Homeschooling Math: Start Where You Are

There’s a well-known quote attributed to tennis champion Arthur Ashe (and to President Theodore Roosevelt, and probably others):

“Start where you are, use what you have, do what you can.”

How does this apply to learning math?

Many homeschoolers fear that their students have fallen behind grade level in math and worry about how to catch up.

We have an educational myth that math is a steady progression of topics arranged by ever-increasing complexity with regular signposts like mile markers that identify what students must learn at each stage along the way.

For example, first-grade students can add one-or two-digit numbers, but three-digit numbers are beyond them. Second-grade students can add three- or four-digit numbers, but never wander off into millions and billions. And so forth.

That is one valid path to learning math.

But it is also true that you can delay teaching formal math, and your children will pick it up quickly when they’re ready. A middle-school student can leap from 3 + 4 = 7 to 3 million plus 4 million = 7 million, and 3 fourths + 4 fourths = 7 fourths, and even 3× + 4x = 7x, all in a matter of minutes.

That is also a valid path to learning math.

Another valid path, one which surprises many people, is that students can begin by playing with algebra and then later mix in numerical calculations. (See the earlier posts on math manipulatives and big ideas.)

This is why I often say math is more like a nature walk than like climbing a ladder rung by rung.

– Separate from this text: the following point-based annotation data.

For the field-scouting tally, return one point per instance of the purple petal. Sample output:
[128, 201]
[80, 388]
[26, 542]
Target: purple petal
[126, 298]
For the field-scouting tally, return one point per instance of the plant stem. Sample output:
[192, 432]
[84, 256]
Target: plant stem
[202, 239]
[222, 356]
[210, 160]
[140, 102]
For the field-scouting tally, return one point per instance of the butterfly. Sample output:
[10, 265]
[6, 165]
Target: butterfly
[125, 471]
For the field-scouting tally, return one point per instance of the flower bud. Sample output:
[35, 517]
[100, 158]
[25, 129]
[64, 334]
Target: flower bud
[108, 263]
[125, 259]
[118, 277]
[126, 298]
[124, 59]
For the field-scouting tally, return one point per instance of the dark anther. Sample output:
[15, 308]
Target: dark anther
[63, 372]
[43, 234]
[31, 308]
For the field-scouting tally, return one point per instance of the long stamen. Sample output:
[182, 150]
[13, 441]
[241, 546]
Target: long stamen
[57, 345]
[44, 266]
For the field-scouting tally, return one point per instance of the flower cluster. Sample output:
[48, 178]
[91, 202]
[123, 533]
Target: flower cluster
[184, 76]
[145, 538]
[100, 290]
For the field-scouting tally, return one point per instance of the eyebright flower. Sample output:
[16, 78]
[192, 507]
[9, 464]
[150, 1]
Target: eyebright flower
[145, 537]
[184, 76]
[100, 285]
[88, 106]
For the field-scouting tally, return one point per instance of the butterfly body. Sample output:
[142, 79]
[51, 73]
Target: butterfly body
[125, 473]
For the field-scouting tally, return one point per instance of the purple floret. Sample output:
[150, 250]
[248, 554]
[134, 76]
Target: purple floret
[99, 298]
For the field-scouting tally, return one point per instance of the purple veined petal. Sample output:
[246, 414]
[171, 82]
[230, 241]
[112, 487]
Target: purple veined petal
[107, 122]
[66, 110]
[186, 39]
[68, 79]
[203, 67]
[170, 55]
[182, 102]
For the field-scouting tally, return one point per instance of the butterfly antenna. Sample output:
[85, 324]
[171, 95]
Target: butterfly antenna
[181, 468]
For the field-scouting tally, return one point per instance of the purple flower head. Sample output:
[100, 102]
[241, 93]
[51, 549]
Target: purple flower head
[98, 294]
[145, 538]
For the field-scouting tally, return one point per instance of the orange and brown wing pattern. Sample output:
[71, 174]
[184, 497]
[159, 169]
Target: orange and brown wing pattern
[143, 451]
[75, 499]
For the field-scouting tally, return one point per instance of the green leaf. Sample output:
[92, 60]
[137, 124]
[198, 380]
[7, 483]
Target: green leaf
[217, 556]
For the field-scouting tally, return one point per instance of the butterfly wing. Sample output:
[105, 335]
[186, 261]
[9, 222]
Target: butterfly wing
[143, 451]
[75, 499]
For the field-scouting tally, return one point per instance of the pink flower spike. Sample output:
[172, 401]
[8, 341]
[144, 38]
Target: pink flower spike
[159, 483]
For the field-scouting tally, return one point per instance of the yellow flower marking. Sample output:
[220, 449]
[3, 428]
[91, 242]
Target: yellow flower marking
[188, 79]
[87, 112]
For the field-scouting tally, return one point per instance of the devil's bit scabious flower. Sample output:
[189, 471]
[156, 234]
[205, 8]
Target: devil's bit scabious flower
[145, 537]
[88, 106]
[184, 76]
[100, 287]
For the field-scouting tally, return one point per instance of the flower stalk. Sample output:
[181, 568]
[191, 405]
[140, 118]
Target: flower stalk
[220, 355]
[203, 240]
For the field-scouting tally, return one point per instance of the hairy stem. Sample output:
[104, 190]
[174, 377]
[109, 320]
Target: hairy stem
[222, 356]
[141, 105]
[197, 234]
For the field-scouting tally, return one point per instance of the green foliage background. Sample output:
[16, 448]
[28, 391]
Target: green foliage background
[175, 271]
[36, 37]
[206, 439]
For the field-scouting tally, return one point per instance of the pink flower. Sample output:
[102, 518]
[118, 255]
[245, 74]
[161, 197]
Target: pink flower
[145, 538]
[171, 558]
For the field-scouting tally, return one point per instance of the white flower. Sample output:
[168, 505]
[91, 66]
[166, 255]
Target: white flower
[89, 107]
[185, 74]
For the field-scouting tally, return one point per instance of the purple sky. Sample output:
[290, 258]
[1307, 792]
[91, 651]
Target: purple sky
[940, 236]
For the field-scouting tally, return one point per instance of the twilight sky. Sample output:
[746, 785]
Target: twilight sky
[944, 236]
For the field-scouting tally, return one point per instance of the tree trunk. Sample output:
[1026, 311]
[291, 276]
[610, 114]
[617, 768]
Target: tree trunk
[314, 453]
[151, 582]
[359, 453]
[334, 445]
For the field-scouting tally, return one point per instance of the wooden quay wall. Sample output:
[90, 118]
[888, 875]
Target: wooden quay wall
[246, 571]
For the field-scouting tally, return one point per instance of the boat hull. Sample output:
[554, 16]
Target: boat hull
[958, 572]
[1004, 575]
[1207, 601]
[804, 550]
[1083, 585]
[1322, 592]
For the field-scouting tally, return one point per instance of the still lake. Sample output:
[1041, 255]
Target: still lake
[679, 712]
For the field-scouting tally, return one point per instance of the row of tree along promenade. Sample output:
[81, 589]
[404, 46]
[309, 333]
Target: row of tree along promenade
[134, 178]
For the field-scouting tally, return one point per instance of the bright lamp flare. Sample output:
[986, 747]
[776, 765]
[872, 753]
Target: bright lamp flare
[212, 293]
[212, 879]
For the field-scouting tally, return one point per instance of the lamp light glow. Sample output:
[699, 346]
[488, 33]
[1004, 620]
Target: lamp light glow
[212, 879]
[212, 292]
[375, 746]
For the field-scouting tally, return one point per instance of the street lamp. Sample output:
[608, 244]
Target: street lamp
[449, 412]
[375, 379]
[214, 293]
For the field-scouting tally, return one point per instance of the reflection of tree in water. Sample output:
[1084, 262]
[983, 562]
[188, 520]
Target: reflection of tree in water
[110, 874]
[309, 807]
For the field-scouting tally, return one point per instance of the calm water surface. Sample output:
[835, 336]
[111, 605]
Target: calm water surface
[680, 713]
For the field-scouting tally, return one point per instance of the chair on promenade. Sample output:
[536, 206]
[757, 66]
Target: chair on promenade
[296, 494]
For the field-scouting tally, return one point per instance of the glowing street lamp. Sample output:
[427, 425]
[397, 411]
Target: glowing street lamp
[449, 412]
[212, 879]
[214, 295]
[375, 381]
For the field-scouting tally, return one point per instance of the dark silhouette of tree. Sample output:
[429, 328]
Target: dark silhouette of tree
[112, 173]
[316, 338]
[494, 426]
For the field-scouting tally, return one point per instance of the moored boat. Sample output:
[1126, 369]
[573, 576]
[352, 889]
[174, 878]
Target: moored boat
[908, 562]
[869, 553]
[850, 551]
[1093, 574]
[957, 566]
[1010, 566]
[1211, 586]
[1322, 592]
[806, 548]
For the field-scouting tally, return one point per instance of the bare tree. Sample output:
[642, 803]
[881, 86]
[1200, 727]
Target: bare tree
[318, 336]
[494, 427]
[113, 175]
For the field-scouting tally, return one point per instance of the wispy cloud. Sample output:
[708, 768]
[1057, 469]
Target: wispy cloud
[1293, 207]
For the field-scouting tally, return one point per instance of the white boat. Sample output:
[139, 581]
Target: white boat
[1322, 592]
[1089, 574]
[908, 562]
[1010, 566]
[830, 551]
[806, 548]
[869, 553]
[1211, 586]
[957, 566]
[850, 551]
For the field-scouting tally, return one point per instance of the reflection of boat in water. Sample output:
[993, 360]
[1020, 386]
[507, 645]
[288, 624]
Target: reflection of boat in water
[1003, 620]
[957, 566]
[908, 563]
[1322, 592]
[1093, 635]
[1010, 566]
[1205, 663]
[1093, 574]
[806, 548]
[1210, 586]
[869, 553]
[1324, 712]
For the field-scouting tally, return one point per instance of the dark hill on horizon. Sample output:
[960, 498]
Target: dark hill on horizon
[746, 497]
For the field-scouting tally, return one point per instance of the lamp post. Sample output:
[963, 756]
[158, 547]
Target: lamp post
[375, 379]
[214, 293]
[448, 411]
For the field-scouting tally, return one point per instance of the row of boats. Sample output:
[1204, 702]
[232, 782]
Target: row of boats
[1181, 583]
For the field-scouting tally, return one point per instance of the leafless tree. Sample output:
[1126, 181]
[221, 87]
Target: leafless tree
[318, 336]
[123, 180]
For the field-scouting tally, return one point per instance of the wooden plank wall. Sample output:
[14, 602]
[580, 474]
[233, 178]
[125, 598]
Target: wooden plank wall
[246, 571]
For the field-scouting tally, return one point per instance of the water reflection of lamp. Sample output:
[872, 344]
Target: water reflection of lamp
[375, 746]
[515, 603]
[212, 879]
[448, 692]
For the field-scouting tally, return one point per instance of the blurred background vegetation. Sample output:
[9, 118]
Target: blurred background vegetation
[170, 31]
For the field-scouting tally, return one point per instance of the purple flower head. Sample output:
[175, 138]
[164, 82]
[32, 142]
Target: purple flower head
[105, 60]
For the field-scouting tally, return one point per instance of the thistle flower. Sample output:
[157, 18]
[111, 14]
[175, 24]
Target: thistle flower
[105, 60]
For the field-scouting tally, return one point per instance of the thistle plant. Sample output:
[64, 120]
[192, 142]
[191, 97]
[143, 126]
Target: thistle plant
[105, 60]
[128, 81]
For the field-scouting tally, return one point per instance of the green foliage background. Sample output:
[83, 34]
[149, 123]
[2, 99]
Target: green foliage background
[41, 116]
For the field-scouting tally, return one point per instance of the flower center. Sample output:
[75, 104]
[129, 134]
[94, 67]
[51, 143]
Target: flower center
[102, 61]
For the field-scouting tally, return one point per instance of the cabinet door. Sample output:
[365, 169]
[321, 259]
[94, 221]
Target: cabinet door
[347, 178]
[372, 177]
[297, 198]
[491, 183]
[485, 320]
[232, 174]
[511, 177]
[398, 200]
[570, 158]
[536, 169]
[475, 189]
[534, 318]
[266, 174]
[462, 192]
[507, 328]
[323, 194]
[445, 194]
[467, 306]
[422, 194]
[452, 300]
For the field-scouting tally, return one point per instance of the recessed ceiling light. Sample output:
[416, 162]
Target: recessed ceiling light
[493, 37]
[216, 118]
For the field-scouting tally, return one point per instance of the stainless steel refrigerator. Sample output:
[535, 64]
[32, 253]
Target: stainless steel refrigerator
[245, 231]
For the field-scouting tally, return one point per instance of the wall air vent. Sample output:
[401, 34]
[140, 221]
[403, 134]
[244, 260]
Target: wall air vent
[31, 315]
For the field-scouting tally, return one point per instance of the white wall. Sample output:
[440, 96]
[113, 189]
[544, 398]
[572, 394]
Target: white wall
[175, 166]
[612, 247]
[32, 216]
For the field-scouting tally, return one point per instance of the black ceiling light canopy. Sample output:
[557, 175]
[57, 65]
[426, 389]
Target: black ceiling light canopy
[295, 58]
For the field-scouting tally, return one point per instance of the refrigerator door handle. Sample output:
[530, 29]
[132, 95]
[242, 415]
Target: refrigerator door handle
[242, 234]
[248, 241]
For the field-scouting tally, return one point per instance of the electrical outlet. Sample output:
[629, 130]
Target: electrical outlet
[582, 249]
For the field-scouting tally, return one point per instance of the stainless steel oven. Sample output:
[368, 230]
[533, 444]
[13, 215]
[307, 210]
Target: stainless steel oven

You can take off exploring in any direction. As long as you take the time to make sense of each new idea you meet, you are going to make progress in learning math.

Start where you are.

Don’t worry about where you think you should be. There is no “should” to learning math, there is only each person’s journey of reasoning and building mental connections.

As I said last week, a textbook is like a roadmap, showing some of the places you might go on your learning journey. But you are in charge of the adventure, deciding where to visit, how long to stay, and when to branch off on an unexpected side trip.

Use what you have.

Don’t worry about memorizing someone else’s method. “Do what I told you” is the most tedious and boring way to learn any subject.

If you don’t know how to solve a particular math problem, that’s great! That means you have a puzzle to figure out, and figuring out puzzles is fun.

Do what you can.

Take the time to Notice, Wonder, Create:

• Notice the details about the problem, how it is similar to and different from puzzles you have seen before.

• Wonder about the similarities and differences and what patterns they might lead you to discover.

• Create a deeper understanding of the problem as you make connections between the things you noticed and wondered about.

Perhaps you will create a solution to your problem. Perhaps you will create an insight that may help you solve more problems in the future. Or perhaps you will create new questions to ask, a new awareness of the boundaries of your understanding.

Either way, you have done some real mathematics. You have grown as a mathematical thinker.

And that is the best path of all, because it is your own.